How planning works in the NT

The Northern Territory (NT) planning system is different compared to other states and territories.

Planning responsibility sits at the NT government level, rather than local government.

The system is set up through the Planning Act 1999 and Planning Regulations 2000, which explains:

  • how planning rules are made and changed
  • who makes planning decisions
  • what the penalties are for breaking planning rules.

The NT has one ‘rule book’ - the NT Planning Scheme 2020 - which applies to the whole of the NT, except for Jabiru.

Jabiru has its own rule book - the Jabiru Town Plan.

How planning happens

Before any planning decisions are made, the government has to consider a range of community needs.

For example, they may need to consider:

  • how the population will grow
  • what infrastructure and services will be needed
  • what natural hazards may affect the area
  • what special areas need protection.

This helps ensure decisions are made in a fair and open way.

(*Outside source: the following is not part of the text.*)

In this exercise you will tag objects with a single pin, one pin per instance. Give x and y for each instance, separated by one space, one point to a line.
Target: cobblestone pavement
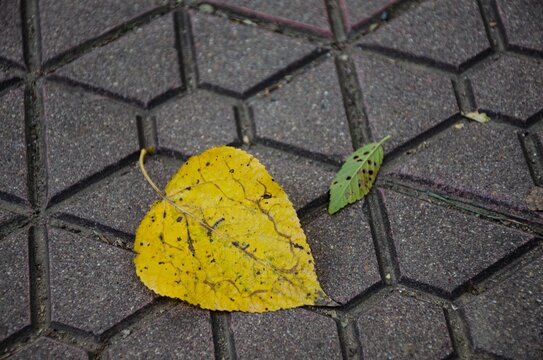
443 259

Once these needs are understood, the government starts planning and consultation with various stakeholders.

Steps in the plan-making process

The government has a range of strategic policies and plans that formalise these considerations.

Watch this short video for a summary of the plan-making process.

The steps in the plan-making process can be broadly summarised as below.

The government looks at the community's needs to understand how to respond.

They then talk to the community about their expectations and aspirations.

The government works with other service providers, industry and affected community to develop planning strategies.

The broader community is then asked for their views.

The government proposes changes to the planning scheme.

Industry and the wider community are asked about the proposed changes.

The minister for planning approves the changes and the planning controls are updated.

Once rules are updated, planning applications are considered against them.

This ensures planning decisions are fair and transparent.